Praktis, sepanjang tahun Merapi memberikan banyak berkah kepada masyarakatnya. Kesuburan tanahnya tidak hanya memberikan hasil aneka sayur dan hasil pertanian lainnya, tetapi juga rumput-rumput yang seolah tumbuh tiada henti, menjadi ajang ternak sapi perah yang menjanjikan. Ini yang menjadikan Boyolali (Jateng) dan Cangkringan (Sleman) dijuluki sebagai gudang emas putih karena produksi susunya.

Terkait dengan ancaman letusan Merapi, sebenarnya hanya tiga bulan yang harus diperhatikan penduduk. Namun, menurut rohaniwan Romo V Kirdjito, yang hidup bersama warga Merapi di Dusun Sumber, Kecamatan Dukun, Magelang, masa letusan Merapi biasanya memunculkan problem sosial karena saat mengungsi, mereka harus mengeluarkan uang ekstra, padahal tidak bisa bekerja.

Sedangkan mengosongkan wilayah permukiman—khususnya di area 4-7 km dari puncak Merapi—adalah ide yang baik. Akan tetapi, menurut pakar geologi Eko Teguh Paripurno dari Jurusan Geologi UPN ”Veteran” Yogyakarta, lebih baik daerah itu diubah menjadi wilayah pertanian yang berkaitan dengan pariwisata.

Kemungkinan itu ternyata masih sebatas kerinduan. Pemerintah tak punya cukup dana. Goodwill-nya dipertanyakan.
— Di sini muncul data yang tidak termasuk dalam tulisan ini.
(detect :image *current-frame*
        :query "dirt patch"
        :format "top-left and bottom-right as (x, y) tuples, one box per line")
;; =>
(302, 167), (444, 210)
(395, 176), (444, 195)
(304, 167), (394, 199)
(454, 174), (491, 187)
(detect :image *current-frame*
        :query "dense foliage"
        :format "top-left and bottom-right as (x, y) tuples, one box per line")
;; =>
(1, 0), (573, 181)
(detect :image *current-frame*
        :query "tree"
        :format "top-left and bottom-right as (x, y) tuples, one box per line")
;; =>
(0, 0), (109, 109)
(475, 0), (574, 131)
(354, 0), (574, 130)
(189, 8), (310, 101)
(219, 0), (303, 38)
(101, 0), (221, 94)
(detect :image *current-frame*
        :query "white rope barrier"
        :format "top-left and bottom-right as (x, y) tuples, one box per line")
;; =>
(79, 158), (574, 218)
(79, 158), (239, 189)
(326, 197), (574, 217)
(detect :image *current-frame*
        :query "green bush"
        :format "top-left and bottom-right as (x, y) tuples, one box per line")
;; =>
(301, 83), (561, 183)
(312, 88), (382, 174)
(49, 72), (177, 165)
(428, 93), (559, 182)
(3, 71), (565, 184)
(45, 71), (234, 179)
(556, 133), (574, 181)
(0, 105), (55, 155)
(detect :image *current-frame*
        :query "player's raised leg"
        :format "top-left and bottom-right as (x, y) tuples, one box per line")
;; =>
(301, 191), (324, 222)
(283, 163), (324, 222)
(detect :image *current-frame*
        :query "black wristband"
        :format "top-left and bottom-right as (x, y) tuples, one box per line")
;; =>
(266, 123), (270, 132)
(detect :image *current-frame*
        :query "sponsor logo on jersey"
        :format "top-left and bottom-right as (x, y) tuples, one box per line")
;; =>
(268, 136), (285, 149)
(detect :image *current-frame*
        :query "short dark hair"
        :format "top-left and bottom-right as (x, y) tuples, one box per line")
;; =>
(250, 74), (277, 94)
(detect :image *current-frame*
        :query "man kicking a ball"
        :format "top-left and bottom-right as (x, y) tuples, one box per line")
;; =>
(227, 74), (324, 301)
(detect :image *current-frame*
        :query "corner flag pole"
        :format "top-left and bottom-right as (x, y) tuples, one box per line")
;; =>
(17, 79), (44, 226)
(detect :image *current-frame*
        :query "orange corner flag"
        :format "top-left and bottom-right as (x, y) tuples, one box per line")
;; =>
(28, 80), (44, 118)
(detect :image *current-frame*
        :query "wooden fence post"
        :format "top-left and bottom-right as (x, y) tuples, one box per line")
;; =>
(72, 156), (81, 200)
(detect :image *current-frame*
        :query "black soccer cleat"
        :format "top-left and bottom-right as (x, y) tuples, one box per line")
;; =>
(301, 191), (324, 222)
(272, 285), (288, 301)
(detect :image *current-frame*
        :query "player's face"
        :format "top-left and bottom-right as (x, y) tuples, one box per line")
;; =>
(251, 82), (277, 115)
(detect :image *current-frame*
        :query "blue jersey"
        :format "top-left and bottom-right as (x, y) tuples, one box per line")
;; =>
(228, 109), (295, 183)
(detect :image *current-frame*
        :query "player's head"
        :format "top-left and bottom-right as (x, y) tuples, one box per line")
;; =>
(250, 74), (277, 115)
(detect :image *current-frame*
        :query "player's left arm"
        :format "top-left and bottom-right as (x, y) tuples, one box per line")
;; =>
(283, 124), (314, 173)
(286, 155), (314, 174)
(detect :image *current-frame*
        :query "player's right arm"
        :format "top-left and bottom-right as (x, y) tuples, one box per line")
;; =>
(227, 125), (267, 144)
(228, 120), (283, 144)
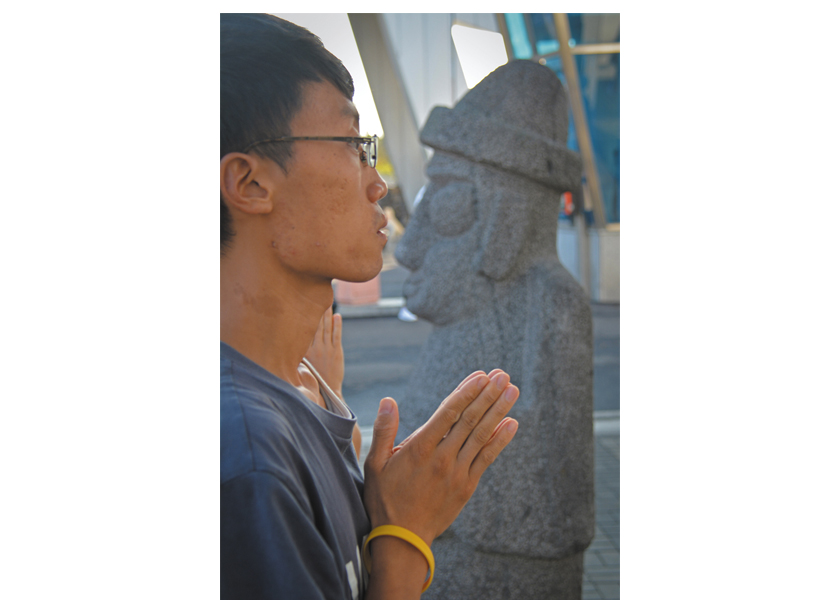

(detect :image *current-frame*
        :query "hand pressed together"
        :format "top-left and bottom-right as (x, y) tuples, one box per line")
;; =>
(363, 369), (520, 547)
(304, 305), (344, 397)
(305, 306), (363, 456)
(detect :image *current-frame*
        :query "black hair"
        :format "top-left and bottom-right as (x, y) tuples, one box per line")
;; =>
(220, 13), (355, 252)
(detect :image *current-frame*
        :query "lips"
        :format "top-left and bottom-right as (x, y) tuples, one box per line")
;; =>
(376, 214), (389, 238)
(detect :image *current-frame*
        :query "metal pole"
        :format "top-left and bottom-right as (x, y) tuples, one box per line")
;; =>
(571, 42), (620, 55)
(554, 13), (607, 229)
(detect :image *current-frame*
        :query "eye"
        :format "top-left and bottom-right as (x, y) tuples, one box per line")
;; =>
(429, 181), (477, 237)
(348, 139), (368, 163)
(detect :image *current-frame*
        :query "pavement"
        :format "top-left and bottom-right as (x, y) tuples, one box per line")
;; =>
(339, 264), (620, 600)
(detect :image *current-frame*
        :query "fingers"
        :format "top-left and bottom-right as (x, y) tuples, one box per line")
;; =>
(332, 313), (342, 347)
(411, 373), (490, 451)
(316, 307), (341, 348)
(440, 372), (514, 454)
(404, 371), (487, 449)
(311, 307), (325, 347)
(454, 370), (485, 391)
(453, 369), (503, 393)
(455, 382), (519, 465)
(469, 418), (519, 481)
(400, 369), (518, 464)
(312, 307), (339, 348)
(364, 398), (400, 473)
(322, 306), (332, 344)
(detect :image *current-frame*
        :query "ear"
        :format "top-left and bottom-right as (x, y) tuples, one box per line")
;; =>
(474, 190), (529, 281)
(219, 152), (273, 215)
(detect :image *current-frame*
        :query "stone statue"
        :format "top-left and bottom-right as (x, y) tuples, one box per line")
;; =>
(395, 60), (594, 600)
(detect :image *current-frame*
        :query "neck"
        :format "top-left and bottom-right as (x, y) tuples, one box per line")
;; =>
(220, 246), (332, 387)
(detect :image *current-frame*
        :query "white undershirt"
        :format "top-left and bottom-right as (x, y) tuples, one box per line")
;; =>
(300, 357), (352, 419)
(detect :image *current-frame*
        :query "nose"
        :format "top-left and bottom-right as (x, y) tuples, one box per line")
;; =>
(367, 168), (388, 204)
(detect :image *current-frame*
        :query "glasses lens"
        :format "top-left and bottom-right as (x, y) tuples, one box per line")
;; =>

Problem kawasan Merapi tak hanya kemanusiaan, tapi juga lingkungan yang memprihatinkan. Salah satunya, eksploitasi pasir besar-besaran, khususnya di Magelang dan Klaten. Taman Nasional Gunung Merapi (TNGM) pada akhir 2009 mencatat, dari luas total 6.410 hektar, sekitar 250 hektar wilayah di TNGM rusak akibat eksploitasi pasir sejak 1990-an. Hutan rakyat di luar TNGM pun rusak.

Selain manual, penambangan juga menggunakan alat berat sehingga laju dan tingkat kerusakan tinggi. Jalan aspal hancur, pekarangan dan sungai hancur, sebagian sawah ladang hancur. Aktivitas itu menyisakan cerukan raksasa di berbagai kawasan.
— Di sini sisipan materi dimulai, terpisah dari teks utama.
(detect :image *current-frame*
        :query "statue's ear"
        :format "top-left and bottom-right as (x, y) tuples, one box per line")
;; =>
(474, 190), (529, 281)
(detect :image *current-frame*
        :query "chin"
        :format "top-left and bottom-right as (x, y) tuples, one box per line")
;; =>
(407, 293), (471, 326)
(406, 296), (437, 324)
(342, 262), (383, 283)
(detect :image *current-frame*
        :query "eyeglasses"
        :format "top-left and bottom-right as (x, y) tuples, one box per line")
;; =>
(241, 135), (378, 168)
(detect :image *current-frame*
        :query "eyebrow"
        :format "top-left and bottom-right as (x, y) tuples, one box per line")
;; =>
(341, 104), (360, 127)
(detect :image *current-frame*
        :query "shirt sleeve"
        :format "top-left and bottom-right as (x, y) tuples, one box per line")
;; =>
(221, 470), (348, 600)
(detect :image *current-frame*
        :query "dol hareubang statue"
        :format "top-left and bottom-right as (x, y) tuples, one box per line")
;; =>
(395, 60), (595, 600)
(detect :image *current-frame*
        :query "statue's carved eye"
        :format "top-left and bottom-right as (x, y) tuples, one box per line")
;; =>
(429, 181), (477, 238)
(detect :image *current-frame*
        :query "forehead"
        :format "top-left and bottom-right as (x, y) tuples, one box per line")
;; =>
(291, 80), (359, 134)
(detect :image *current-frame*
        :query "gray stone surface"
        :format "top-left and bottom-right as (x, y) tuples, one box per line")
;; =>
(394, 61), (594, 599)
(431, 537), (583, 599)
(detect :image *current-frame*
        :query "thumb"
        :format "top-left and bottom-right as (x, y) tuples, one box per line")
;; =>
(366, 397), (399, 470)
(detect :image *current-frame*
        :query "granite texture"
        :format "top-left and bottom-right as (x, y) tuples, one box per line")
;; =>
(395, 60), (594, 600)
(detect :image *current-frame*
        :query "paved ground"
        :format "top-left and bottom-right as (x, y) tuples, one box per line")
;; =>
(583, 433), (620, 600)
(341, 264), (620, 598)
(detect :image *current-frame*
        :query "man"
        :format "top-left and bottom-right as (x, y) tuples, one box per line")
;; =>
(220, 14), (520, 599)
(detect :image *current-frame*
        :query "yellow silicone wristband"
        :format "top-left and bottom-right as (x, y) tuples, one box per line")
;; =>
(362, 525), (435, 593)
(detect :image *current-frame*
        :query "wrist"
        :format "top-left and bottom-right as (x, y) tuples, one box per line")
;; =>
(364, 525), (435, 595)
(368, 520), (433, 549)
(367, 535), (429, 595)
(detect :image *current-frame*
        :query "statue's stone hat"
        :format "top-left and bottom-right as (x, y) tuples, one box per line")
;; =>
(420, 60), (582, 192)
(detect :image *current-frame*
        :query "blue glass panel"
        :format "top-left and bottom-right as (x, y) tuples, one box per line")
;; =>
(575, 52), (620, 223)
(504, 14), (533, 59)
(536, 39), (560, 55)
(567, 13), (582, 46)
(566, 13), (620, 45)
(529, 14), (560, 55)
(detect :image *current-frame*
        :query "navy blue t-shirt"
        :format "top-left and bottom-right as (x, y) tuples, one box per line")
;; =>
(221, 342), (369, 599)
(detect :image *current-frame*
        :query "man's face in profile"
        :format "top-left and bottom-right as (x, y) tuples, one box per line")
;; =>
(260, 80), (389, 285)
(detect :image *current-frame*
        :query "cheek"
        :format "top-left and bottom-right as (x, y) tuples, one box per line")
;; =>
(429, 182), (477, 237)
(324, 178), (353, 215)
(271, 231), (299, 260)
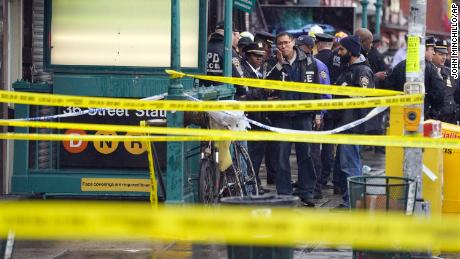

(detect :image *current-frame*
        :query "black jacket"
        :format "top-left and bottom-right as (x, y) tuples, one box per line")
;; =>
(204, 32), (239, 87)
(368, 47), (386, 74)
(265, 47), (320, 118)
(240, 59), (271, 128)
(315, 49), (344, 84)
(332, 55), (375, 133)
(384, 59), (444, 120)
(439, 66), (458, 118)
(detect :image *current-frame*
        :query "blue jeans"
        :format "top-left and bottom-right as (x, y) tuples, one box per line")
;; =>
(273, 115), (316, 199)
(335, 144), (362, 206)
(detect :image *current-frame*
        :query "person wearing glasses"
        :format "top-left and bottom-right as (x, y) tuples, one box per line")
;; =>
(265, 32), (321, 207)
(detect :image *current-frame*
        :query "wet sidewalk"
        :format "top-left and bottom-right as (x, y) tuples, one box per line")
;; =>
(9, 151), (381, 259)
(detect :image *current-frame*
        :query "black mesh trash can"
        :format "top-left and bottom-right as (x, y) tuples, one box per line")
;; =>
(220, 195), (299, 259)
(348, 176), (417, 259)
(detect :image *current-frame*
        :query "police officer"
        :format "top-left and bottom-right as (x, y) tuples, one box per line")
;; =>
(254, 31), (276, 63)
(241, 42), (271, 194)
(313, 33), (338, 192)
(432, 39), (458, 124)
(315, 33), (343, 85)
(296, 35), (331, 199)
(265, 32), (320, 207)
(333, 35), (375, 208)
(254, 31), (278, 186)
(205, 21), (240, 88)
(385, 36), (444, 120)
Di pihak lain, hasil retribusi pemerintah daerah atas penambangan pasir ternyata sangat minim. Wasingatu Zakiyah dari Institute of Development and Economic Analysis Yogyakarta memberikan contoh penelitian di Kemalang, Klaten. Pendapatan asli daerah (PAD) dari portal retribusi di Kecamatan Kemalang hanya Rp 497 juta per tahun. Padahal, PAD pasir yang keluar dari Kemalang seharusnya sekitar Rp 43 miliar per tahun. ”Ini penyimpangan pendapatan,” kata Zakiyah.

Merapi ternyata juga menjadi sumber korupsi. Karena itu, benar kata Kirdjito, perlu kearifan dalam mengelola Merapi. Kearifan itu akan menjaga harmoni Merapi sehingga ketika Merapi meletus, yang terlahir bukan bencana dan berbagai kejadian manipulatif, tetapi kerelaan untuk bersama-sama menghadapi bencana sebagai bagian dari fitrah kehidupan.